Will it confer an undue advantage to people who can afford the technology over those who can’t? Should Bernie institute a free 4% program for everyone?
Discus
No. They won't. Fewer people applied for entry into the 2020 Boston Marathon (27,288) than did for the 2019 marathon (30,458). Even so, the BAA accepted more people this year (24,127) than last year (23,074).

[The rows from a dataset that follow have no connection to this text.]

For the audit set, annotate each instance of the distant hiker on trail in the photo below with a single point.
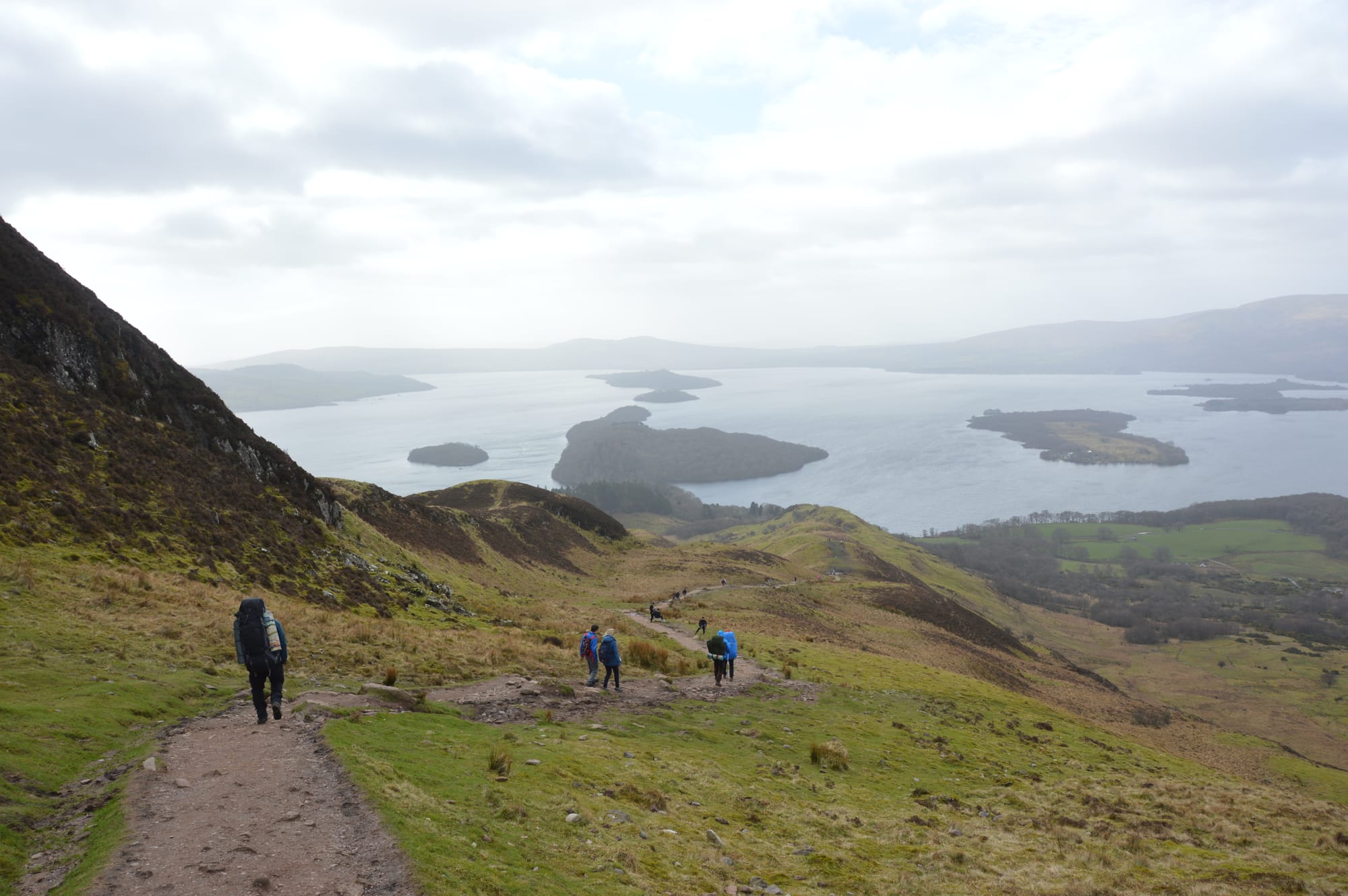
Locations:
(590, 653)
(261, 647)
(716, 653)
(733, 650)
(610, 658)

I think people will put the same effort in regardless of the shoe they're wearing. So if they're wearing vapoflys, they'll just put slightly less effort in. We're not talking about elites trying to set records here, but rather folks putting the least amount of effort to hit that standard.
BQ data says wrote:
Bib #1 wrote:
Has it already started?
Will it confer an undue advantage to people who can afford the technology over those who can’t? Should Bernie institute a free 4% program for everyone?
Discus
No. They won't. Fewer people applied for entry into the 2020 Boston Marathon (27,288) than did for the 2019 marathon (30,458). Even so, the BAA accepted more people this year (24,127) than last year (23,074).
So in 2019, you had to be 4:52 faster than the standard of 3:05. In 2020 the standard moved but you now had to be 6:39 faster than the old standard and 1:39 faster than the new one. I guess, where to next? Was the increased overall speed already impacted by the shoes to a large degree in 2020? Is there another big jump coming?
math time wrote:
YMMV wrote:
Math is not your strong point.
"Johnny runs a marathon in 180 minutes. His new shoes allow him to improve that time by 4%. How many minutes faster will Johnny run in his new shoes?
Take your time. Show your work.
The consensus is that there is not a 4% time reduction with these shoes. More like 1% to 2%. Review your assumptions.
Ok, cool. So for the average 3 hour marathoner, they are now running 2:57:18 for the marathon.
Hayness personified wrote:
I ran a 1:20 HM in boost
I ran a 1:20 HM in 4%
THEY DON’t make you faster.
Care to share your training leading up to each of those performances? Were they on the same course? Weather? Etc.